Jetzt erst durchschreitet eine schlanke junge Frau das Gartentürchen. Dass es sich um die Mutter des Buben handelt, ist unverkennbar: Ebenso glatte schwarze Haare, ebenso kohlige Augen. Ein beweglicher Blick, der sofort nicht nur mich, sondern auch Gerd erfasst. Ausgeprägte Wangenknochen. Stirnfransen, die ihr bis in die Augen hängen. „Hi, ich bin Alex“, sagt die Frau, als sie heran ist. „Und der Trommler da drüben heißt Manfred. He, Manni, hör auf mit dem Krach!“, ruft sie dem Buben, der gerade damit begonnen hat, mit einem Stock auf den Blechkübel einzudreschen, mit scharfkantiger Stimme zu. Jetzt wendet sie sich wieder an mich: „Wir haben das hinterste Beet beim Teich. Das mit den Ästen rundherum. Viel zu viel Schatten, da hinten. Ich werde bald mal eine proletarische Landrevolte ausrufen. Oder wir führen ein Rotationssystem ein, bei dem die Beete jedes Jahr neu vergeben werden. Was hältst du davon?“
Ich weiß nicht recht, was ich dazu sagen soll, und verweise sie an Gerd, der sich gerne mit solchen gesellschaftlichen Fragen beschäftigt. „Warum sollen immer die Männer für so was zuständig sein?“, fragt mich Alex, die noch nicht einmal weiß, wie ich heiße. Wieder hat ihre Stimme etwas Scharfkantig-Herausforderndes. „Fleißig scheint er immerhin zu sein, dein Lebensabschnittsgefährte. Oder seid ihr verheiratet?“
Als sie meine Überforderung bemerkt, grinst sie schelmisch und lässt mich einfach stehen. „Mensch, Manni, aufhören sollst du!“ Entschlossen nimmt sie ihrem Kind den Blechkübel weg und schnappt sich eine von den Hacken, die Franzi gegen die Hüttenwand gelehnt hat. Dann geht sie ohne ein weiteres Wort in Richtung Teich.

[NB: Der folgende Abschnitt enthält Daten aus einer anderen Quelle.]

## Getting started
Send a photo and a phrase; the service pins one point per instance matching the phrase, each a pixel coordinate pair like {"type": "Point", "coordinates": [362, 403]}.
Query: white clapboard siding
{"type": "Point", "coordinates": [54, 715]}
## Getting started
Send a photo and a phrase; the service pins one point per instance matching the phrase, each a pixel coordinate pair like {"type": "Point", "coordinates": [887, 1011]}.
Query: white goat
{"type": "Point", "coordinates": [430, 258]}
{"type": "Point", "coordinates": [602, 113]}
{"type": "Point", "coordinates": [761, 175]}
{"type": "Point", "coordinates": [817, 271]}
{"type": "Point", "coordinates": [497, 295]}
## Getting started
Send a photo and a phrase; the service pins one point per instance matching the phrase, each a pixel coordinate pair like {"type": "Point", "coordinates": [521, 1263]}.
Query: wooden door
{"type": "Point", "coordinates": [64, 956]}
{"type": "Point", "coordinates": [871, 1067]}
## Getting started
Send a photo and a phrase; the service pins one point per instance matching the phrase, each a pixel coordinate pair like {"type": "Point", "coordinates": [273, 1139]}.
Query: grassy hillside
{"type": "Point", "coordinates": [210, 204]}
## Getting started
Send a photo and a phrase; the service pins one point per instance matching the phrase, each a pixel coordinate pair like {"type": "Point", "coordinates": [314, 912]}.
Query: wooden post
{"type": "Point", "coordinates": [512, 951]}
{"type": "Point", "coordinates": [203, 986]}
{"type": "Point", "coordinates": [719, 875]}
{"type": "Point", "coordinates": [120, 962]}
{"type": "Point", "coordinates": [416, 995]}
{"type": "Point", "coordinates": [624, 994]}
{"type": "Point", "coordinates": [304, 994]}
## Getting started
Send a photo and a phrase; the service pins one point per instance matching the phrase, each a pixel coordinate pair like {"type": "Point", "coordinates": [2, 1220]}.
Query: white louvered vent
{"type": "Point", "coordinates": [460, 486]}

„Tja, haha, das ist die Alex“, hüstelt Doris hinter mir. „Willst du auch eine Leberkäsesemmel, Elfi?“
Ich setze mich gerne dazu, ich bin ja als Baby nicht mit Weißbier getränkt worden. Soll Gerd doch schuften und schwitzen und danach seinen Apfelsaft schlückeln und sein Käsebrot knabbern, ich amüsiere mich erst mal – ganz ohne Frage-, dafür aber mit Ausrufezeichen!
„Ich finde Männer, die nicht trinken, gut“, sagte Alex und stieß sofort mit Ekke an, der sich auf einen der Rattanstühle aus Kunststoff gesetzt hatte. Sie standen an der rechten Längsseite der Hütte, wo noch schön die Sonne hinkam. Auf der linken Hüttenseite war es bereits schattig und kühl, nicht zuletzt wegen der jungen Linde, die dort wuchs. Gerade begann sie kräftig auszutreiben. Kein Wunder, dass das Beet von Mannis Mutter viel weniger Sonne abbekam als das von Doris.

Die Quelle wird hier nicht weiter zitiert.